Technology book publisher and Make Magazine founder O’Reilly Media have used illustrations of animals from the Dover Pictorial Archive on the covers of their books for nearly 30 years. In that time there have been some dramatic changes to both the natural world where those animals live, and the digital world described in the books. Some of the changes in digital technology even seem to mirror changes in the natural world, as artist Joshua Caleb Weibley observes in a series of drawings based on O’Reilly Media covers, which he’s put together as an upcoming exhibition called “Colophon.”
Since the 19th-century a few animals documented by the Dover Pictorial Archive have become extinct or endangered. Similarly, some of the “Animal” books’ technological subjects have become obsolete (like the guide to Windows 98 or, more recently, the one to Windows XP). Accordingly not all of the books remain in print. If a machine could empathize with and relate itself to organic life, it might see in these extinctions or slow deaths of publishing metaphors for its own product cycle and the fungible infrastructural languages threading its operations.
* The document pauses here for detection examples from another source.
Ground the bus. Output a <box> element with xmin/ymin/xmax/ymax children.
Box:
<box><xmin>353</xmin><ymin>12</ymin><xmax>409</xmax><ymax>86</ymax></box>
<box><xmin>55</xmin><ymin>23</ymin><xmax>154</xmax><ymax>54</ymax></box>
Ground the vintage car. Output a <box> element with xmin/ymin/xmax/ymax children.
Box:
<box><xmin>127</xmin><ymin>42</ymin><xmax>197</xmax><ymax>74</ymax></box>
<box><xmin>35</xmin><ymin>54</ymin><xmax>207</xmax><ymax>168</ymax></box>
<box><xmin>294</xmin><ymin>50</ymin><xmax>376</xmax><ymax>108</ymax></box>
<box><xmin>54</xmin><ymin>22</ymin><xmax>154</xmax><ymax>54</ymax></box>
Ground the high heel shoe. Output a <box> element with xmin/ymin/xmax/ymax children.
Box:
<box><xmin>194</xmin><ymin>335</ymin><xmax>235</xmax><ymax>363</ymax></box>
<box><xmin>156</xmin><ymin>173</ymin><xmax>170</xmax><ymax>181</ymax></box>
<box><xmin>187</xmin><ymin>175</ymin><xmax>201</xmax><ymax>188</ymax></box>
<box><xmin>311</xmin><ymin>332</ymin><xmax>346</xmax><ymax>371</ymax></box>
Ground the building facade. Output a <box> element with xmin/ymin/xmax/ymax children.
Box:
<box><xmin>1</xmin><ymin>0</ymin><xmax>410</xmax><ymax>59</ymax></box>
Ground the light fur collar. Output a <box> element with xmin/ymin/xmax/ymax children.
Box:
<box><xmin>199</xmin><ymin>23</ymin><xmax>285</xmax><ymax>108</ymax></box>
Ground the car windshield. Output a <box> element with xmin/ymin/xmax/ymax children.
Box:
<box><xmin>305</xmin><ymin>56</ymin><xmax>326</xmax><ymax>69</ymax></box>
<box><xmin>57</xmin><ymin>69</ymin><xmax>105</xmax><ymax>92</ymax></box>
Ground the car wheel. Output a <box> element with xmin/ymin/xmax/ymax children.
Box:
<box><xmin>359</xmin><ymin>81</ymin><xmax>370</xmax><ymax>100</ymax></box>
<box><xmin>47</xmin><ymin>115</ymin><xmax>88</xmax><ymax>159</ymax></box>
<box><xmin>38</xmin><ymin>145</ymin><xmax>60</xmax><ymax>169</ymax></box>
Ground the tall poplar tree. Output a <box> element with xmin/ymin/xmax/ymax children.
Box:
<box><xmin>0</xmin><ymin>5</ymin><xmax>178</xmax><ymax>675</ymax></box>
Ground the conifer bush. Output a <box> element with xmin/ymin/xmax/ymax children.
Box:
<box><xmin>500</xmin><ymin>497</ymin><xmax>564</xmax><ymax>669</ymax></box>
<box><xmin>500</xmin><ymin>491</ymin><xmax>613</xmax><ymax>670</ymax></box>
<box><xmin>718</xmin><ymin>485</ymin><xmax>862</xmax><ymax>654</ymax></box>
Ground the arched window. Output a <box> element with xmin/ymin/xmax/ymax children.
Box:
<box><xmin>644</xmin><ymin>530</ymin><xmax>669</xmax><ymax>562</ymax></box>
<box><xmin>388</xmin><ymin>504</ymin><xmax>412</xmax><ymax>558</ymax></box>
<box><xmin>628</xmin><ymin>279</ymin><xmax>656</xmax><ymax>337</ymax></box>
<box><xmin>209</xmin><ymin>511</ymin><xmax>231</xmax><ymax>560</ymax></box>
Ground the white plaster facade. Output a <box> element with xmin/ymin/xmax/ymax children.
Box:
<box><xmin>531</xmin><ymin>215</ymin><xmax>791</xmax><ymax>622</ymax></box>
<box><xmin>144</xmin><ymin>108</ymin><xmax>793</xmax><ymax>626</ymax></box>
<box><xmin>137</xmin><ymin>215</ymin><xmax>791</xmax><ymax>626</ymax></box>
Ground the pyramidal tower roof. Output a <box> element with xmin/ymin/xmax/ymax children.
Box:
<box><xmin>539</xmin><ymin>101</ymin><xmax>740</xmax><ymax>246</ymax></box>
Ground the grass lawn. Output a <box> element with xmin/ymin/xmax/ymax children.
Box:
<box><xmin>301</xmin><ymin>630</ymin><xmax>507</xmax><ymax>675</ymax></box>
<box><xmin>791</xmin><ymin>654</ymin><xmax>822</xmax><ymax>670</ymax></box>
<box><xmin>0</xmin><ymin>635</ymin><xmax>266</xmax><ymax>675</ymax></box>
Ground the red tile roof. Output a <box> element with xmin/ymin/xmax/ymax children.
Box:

Weibley’s impressive hand-drawn works appear to address the idiosyncratic relationship between nature and machines by adopting the visual aesthetics of imagery printed by faulty printers. This intentional juxtaposition clearly relates to the content of the work. He even draws his own introductory text to the exhibition in this style.
In publishing, a colophon is a brief statement containing information about the publication of a book such as the place of publication, the publisher and the date of publication.
Perhaps the most striking aspect of Weibley’s work is the way that he appropriates O’Reilly Media’s visual branding in order to make his own original work, a concept that echoes O’Reilly Media’s significant involvement in the open source movement.
“Colophon” opens at Veronica in Seattle, WA, with a reception on Saturday, February 21st at 5 PM. The exhibition will run through April 2015 and you can see more of Weibley’s work on the artist’s website.